State Farm cancels thousands in Fla.
125,000 customers to be cut during hurricane season
The largest homeowners insurer in Florida is canceling the policies of 125,000 of its most vulnerable customers beginning Aug. 1, halfway through the 2010 hurricane season.
The company, State Farm Florida, began sending out cancellation notices this week to nearly a fifth of its 714,000 customers, most of them in the state’s hurricane-prone coastal regions.
A spokesman for State Farm said the decision was the direct result of its failure to win a 47.1 percent rate increase from state regulators.

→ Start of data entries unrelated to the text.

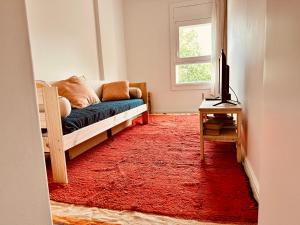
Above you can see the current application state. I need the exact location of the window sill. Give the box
[171,82,212,91]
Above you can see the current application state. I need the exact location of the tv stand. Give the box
[213,100,236,106]
[199,101,243,162]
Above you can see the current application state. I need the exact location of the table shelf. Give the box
[203,128,238,142]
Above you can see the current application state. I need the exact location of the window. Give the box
[170,0,212,90]
[176,23,212,84]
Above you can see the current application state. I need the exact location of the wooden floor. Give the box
[51,201,244,225]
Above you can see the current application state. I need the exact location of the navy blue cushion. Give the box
[62,99,144,134]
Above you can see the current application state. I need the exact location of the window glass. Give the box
[178,23,212,58]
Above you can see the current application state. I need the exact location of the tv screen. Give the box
[219,50,231,102]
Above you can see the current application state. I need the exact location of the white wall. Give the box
[124,0,210,112]
[259,0,300,225]
[98,0,127,80]
[227,0,266,195]
[0,0,51,225]
[26,0,100,80]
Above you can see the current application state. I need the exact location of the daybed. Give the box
[37,81,148,184]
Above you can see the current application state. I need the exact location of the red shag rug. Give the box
[48,115,258,224]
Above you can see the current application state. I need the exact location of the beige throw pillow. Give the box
[52,76,100,109]
[102,81,130,102]
[129,87,143,98]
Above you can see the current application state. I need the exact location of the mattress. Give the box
[62,99,144,134]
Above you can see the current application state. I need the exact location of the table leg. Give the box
[200,112,204,161]
[236,113,242,163]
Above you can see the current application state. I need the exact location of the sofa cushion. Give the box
[52,76,100,108]
[62,99,144,134]
[58,96,72,119]
[102,81,130,102]
[129,87,142,98]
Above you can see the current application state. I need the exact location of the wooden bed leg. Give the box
[43,87,68,184]
[142,111,149,124]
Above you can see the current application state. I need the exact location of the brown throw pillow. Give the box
[52,76,100,109]
[102,81,130,102]
[129,87,142,98]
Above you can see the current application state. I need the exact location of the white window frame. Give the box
[170,0,213,90]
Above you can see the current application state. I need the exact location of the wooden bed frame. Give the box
[37,83,149,184]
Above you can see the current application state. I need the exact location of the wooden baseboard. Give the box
[243,157,259,202]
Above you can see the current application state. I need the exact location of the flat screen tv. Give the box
[215,50,234,105]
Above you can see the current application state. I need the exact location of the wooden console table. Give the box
[199,100,242,162]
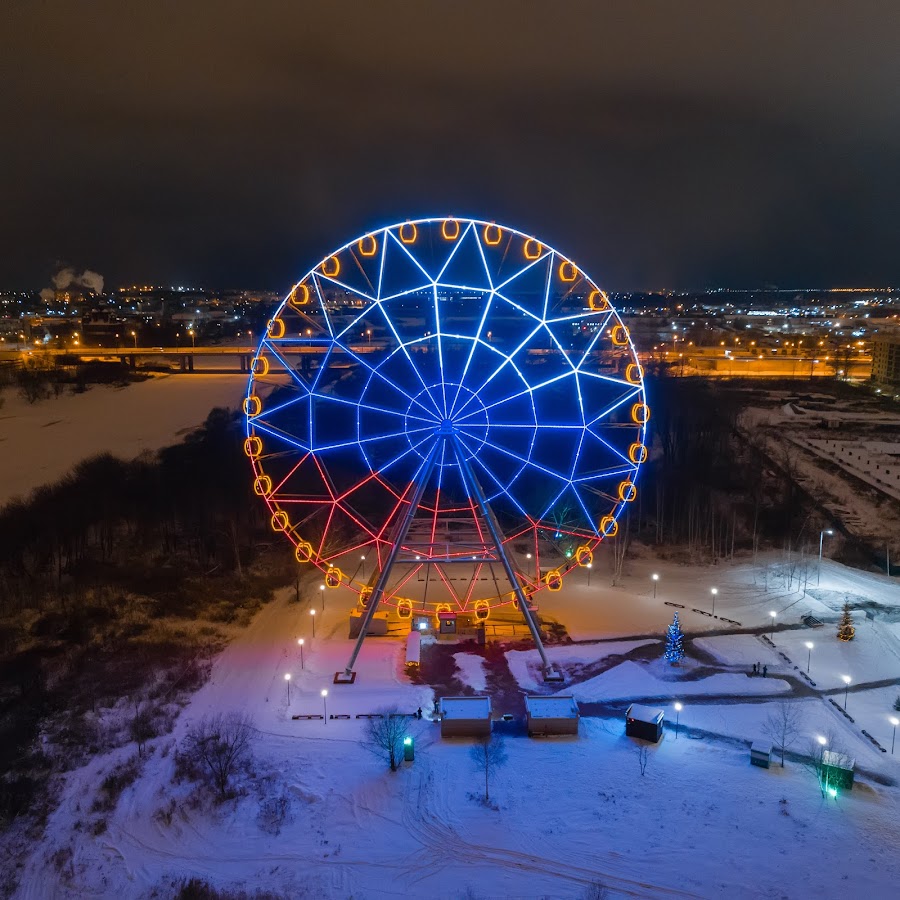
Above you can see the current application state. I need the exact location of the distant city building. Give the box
[872,332,900,387]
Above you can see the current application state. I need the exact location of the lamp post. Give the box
[816,528,834,586]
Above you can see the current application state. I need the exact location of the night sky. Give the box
[0,0,900,290]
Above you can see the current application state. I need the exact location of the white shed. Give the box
[525,694,581,735]
[438,696,491,737]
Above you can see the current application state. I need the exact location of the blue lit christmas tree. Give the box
[666,612,684,666]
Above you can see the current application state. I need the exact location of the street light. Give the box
[816,528,834,586]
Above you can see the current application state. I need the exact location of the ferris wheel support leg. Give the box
[334,441,443,684]
[451,435,563,681]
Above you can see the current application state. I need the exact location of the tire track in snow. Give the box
[403,767,700,897]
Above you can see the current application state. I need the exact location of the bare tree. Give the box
[187,712,256,800]
[762,700,803,769]
[365,706,409,772]
[469,732,507,803]
[128,703,157,756]
[635,744,650,775]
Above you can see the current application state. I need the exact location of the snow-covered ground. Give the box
[0,373,247,504]
[18,557,900,900]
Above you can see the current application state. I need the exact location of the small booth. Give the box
[406,631,422,672]
[750,741,772,769]
[625,703,664,744]
[438,697,491,737]
[525,695,581,737]
[822,750,856,791]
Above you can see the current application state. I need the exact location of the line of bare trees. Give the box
[0,409,265,615]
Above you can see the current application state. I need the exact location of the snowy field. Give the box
[0,373,247,504]
[12,558,900,900]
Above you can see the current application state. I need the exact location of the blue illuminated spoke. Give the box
[247,219,647,580]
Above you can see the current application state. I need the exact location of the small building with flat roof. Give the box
[822,750,856,791]
[625,703,664,744]
[750,741,772,769]
[525,694,581,736]
[438,696,491,737]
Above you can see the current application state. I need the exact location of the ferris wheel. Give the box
[244,218,650,684]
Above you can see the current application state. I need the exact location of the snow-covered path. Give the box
[18,564,900,900]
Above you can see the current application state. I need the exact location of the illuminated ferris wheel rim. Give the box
[245,217,649,612]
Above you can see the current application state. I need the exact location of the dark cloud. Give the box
[0,0,900,289]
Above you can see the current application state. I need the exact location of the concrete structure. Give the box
[525,695,581,736]
[872,334,900,387]
[406,631,422,671]
[438,697,491,737]
[625,703,664,744]
[750,741,772,769]
[350,610,388,638]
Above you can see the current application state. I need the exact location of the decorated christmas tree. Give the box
[838,601,856,641]
[666,613,684,666]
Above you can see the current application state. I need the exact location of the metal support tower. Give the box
[334,420,563,684]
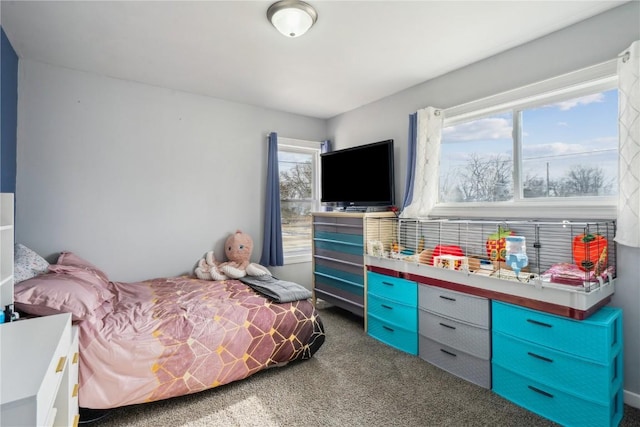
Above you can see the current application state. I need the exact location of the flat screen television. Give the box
[320,139,394,210]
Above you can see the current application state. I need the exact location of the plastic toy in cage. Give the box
[572,233,608,274]
[505,236,529,277]
[486,227,513,261]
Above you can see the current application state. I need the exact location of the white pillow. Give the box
[13,243,49,283]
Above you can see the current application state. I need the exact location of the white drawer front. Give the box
[418,310,491,360]
[418,285,490,328]
[37,326,71,423]
[418,336,491,389]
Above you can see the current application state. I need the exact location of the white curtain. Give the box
[400,107,444,218]
[615,40,640,248]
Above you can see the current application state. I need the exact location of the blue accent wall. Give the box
[0,27,18,193]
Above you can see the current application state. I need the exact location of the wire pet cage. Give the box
[366,218,616,292]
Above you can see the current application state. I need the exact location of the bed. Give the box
[14,252,325,409]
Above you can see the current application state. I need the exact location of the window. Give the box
[278,138,320,264]
[434,61,618,218]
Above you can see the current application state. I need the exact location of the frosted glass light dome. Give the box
[267,0,318,38]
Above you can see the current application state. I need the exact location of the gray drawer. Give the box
[418,335,491,389]
[418,285,490,328]
[418,310,491,360]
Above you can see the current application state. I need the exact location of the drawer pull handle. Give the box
[527,319,553,328]
[527,385,553,397]
[527,351,553,363]
[56,356,67,372]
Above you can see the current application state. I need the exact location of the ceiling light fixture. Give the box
[267,0,318,38]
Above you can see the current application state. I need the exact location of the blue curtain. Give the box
[402,113,418,210]
[320,139,331,153]
[260,132,284,266]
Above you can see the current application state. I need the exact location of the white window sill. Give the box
[429,199,617,220]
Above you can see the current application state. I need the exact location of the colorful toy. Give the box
[572,233,608,274]
[486,227,513,261]
[505,236,529,277]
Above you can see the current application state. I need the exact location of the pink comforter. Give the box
[79,277,324,409]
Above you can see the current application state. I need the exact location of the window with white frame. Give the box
[434,61,618,221]
[278,138,321,264]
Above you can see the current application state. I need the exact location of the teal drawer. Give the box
[314,272,364,300]
[367,314,418,355]
[367,271,418,307]
[492,300,622,363]
[367,293,418,332]
[313,236,364,256]
[492,332,623,405]
[314,263,364,289]
[313,230,363,246]
[491,364,623,427]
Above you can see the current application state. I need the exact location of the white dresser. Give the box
[0,314,79,427]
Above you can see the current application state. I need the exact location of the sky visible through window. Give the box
[440,89,618,200]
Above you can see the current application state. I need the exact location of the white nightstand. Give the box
[0,314,79,427]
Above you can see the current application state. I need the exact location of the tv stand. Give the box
[344,206,389,212]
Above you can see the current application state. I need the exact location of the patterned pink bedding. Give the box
[78,277,325,409]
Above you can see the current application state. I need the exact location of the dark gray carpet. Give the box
[84,306,640,427]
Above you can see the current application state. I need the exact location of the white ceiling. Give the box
[0,0,626,118]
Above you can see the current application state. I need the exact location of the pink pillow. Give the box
[14,265,115,321]
[56,252,109,285]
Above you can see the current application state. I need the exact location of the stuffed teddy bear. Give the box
[194,230,271,280]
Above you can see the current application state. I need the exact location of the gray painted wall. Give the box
[16,61,326,285]
[328,1,640,407]
[16,1,640,407]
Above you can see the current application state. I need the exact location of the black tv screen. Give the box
[320,139,394,207]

State Farm stopped writing new policies and sought the increase a year ago, saying severe losses from a series of devastating hurricanes in recent years had rendered its business model unworkable. It said that without the large increase, it would be insolvent by the end of 2011.
The losses for State Farm are especially large because it is the largest insurer in the state. But the insurance industry across the board has been slammed by heavy hurricane losses in recent years, most notably from hurricanes Ivan (which caused $8.9 billion in damage) and Frances ($8.3 billion) in 2004 and Wilma ($20.6 billion) in 2005.
Although there were no catastrophic hurricane losses in the last two years, the potential continues to drive up costs for Florida insurers, whose access to reinsurance is restricted because of the risk, the state Office of Insurance Regulation said. It projected that 102 of the 200 largest Florida carriers were running net underwriting losses.